Perhaps that’s why the American technology journalist and author Paul Miller decided to live ‘off-line’ for a year. In the essay ‘Project Glass and the Epic History of Wearable Computers’ for The Verge magazine, he argued that ‘much of what passes for innovation these days is enclosed inside a very small space: a better way to check-in, or upload a photo, or manage your friend list’. This is the narrow zone within which every vision of progress is a further step towards data-led disembodiment: more content, more connection, faster and more ubiquitous computing, brimming the screens in our pockets and the overlays in front of our eyes. It’s an intoxicating offering. But it’s also a steady constriction of what it means to be us.

Is there another way? I would argue that there is, and that much of it lies apart from the maelstrom of ‘Audience’. If it means anything, intimacy is surely about what we are not willing to share; those things closest to us, both literally and metaphorically, through which we uniquely define ourselves.

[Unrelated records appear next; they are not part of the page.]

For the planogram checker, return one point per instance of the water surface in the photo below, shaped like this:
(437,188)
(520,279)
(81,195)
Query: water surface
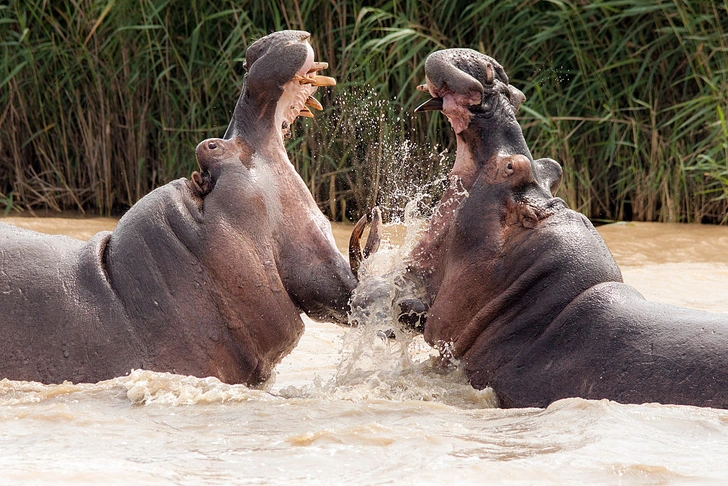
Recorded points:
(348,407)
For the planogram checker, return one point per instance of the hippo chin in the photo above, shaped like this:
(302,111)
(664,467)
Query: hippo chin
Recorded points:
(206,276)
(523,290)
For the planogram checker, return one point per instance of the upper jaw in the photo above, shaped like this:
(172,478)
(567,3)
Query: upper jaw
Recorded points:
(455,106)
(297,98)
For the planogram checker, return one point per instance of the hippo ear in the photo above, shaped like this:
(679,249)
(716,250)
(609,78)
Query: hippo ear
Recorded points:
(548,174)
(516,97)
(200,184)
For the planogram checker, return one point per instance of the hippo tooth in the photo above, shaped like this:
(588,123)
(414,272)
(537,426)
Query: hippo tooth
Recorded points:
(433,104)
(317,66)
(314,103)
(316,80)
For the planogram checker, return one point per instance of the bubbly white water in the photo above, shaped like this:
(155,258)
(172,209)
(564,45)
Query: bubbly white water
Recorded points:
(350,407)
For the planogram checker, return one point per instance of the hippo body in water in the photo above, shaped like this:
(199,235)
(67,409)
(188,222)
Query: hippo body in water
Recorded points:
(523,290)
(206,276)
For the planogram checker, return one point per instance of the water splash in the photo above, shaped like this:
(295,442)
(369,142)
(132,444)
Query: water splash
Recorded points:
(380,358)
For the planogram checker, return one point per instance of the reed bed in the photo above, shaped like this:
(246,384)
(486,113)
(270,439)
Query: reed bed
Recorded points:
(103,100)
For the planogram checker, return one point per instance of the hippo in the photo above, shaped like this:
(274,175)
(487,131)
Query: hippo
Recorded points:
(522,291)
(204,276)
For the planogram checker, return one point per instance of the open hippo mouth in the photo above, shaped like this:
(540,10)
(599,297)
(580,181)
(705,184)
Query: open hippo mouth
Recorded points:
(282,76)
(464,83)
(298,94)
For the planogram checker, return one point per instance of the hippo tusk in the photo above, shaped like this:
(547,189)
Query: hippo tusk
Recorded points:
(372,244)
(314,103)
(316,80)
(318,66)
(433,104)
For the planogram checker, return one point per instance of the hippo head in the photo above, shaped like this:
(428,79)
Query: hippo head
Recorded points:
(473,91)
(278,87)
(256,199)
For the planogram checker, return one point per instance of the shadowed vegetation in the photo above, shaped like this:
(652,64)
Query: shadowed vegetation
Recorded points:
(103,100)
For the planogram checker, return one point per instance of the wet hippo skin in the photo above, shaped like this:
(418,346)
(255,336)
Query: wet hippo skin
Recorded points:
(523,291)
(205,276)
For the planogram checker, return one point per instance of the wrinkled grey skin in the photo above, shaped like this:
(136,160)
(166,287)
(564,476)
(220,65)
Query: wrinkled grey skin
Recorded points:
(204,277)
(524,291)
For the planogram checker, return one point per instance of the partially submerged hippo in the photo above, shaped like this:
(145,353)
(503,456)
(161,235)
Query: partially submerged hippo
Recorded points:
(206,276)
(523,290)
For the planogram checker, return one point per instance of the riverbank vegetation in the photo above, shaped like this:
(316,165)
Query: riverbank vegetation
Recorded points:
(103,100)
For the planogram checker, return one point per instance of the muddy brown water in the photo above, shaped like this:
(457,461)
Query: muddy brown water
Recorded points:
(349,408)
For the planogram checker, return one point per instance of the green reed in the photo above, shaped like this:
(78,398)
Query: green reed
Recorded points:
(103,100)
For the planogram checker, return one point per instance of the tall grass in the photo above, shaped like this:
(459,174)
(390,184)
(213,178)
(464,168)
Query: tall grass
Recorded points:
(103,100)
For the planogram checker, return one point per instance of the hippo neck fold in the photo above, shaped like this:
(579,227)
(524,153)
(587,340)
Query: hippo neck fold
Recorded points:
(253,119)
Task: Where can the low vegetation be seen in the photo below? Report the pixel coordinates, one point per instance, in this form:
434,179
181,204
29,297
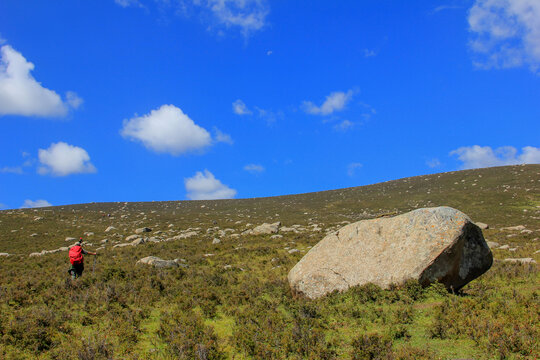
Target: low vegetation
231,300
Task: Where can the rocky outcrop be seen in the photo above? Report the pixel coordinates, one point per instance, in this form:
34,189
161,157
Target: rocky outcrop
429,245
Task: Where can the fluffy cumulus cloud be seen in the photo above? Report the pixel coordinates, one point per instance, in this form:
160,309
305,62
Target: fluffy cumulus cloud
336,101
62,159
506,33
33,204
254,168
484,156
239,108
167,130
204,186
21,94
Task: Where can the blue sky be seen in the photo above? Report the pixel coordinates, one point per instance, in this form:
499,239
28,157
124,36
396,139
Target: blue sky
125,100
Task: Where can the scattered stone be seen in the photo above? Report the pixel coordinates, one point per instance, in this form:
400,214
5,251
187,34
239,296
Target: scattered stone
514,228
138,241
266,229
429,245
482,226
122,245
142,230
520,260
492,244
132,237
158,262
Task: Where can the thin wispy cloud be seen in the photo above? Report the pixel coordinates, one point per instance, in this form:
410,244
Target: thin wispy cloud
247,16
334,102
205,186
505,33
240,108
21,94
484,156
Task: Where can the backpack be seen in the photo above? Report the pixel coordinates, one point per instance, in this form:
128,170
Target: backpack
75,255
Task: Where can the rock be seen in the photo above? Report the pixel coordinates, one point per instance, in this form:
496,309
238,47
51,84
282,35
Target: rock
520,260
132,237
122,245
142,230
482,225
158,262
429,245
138,241
266,229
514,228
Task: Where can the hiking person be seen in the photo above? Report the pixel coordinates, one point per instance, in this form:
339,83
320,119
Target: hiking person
76,258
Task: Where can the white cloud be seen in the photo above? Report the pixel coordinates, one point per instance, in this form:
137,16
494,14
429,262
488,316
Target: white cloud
167,130
239,108
336,101
351,169
248,15
222,137
204,186
484,156
506,33
21,94
11,170
62,159
344,125
433,163
254,168
34,204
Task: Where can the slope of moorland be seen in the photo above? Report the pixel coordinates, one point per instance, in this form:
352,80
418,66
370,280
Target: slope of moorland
231,300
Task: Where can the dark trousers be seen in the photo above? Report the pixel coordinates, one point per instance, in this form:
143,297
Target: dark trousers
76,270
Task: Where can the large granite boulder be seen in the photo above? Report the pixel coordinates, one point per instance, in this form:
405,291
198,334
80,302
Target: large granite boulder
432,244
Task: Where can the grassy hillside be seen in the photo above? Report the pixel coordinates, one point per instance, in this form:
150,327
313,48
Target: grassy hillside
232,300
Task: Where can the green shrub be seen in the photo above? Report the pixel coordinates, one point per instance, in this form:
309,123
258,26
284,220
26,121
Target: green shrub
187,337
371,347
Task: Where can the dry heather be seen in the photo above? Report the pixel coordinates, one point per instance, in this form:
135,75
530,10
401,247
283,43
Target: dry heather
229,299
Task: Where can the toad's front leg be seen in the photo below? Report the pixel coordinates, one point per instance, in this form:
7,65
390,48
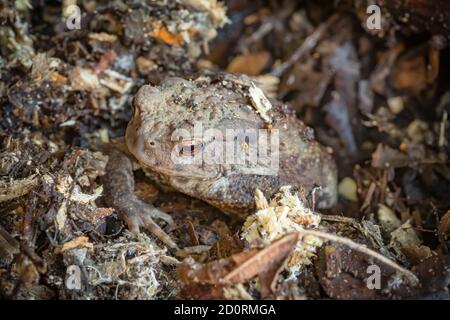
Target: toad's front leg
119,194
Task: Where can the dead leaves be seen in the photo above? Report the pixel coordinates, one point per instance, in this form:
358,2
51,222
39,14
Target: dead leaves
251,64
160,32
210,280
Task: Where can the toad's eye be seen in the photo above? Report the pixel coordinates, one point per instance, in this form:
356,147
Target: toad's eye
190,147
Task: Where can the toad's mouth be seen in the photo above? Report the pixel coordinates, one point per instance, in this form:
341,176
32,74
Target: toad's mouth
185,172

Indeed, there are forms of enhancement that are about thickening our presence in a particular place at a particular moment in time, not turning our back on reality, and that help us to give a certain quality of time or attention to those around us, and ourselves. Similarly, there are ways of wearing our own tools more lightly and of using them to turn us more passionately towards reality — not to mention the intractable physicality of these self-same tools, which are neither massless nor placeless, no matter how many claims they may make to the contrary.

Ultimately, there is a symmetry between treating ourselves as disembodied and seeing our machines as a weightless other world. In each case, chains of true cause and effect are replaced by a kind of magical thinking, and the gifts of human illusion cross over into delusion.

‘Any sufficiently advanced technology,’ Arthur C Clarke wrote in 1973, ‘is indistinguishable from magic.’ It’s one of science fiction’s most famous maxims — and I’ve always hated it. Assuming that there’s no such thing as ‘real’ magic, and that what we mean when we talk about magic is someone being fooled by someone else, what is he actually saying: that, past a certain point, all we can do is gawp and applaud at the end of the show?

This won’t do. All the magic, after all, belongs not to these tools, but to us: in the stories we tell, the illusions we share. It’s ours, and we can withhold it if we see fit — refuse to clap, peek behind the curtain, tell the performers that we know there’s a trapdoor somewhere onstage. You don’t have to believe in magic to love it.

Quite the reverse, in fact. Just like belonging to any ‘Audience’, it isn’t proper fun unless everyone has tacitly agreed the rules. If only one side knows what’s going on, it’s no longer entertainment: it’s a con trick, and a price is being extracted.

This is our future. We’re playing better, brighter games than ever — and bringing them ever closer to the place where we hold ourselves. It’s terrific, and I’m thrilled to be on board for the ride. More than ever, though, we cannot afford to believe in magic, or to overlook the effortful divide between us as we actually are and ‘us’ as we appear on screen. Because the screen is only the beginning — and it will be a sad thing indeed if our best model for humanity’s self-invention remains a chunk of furniture.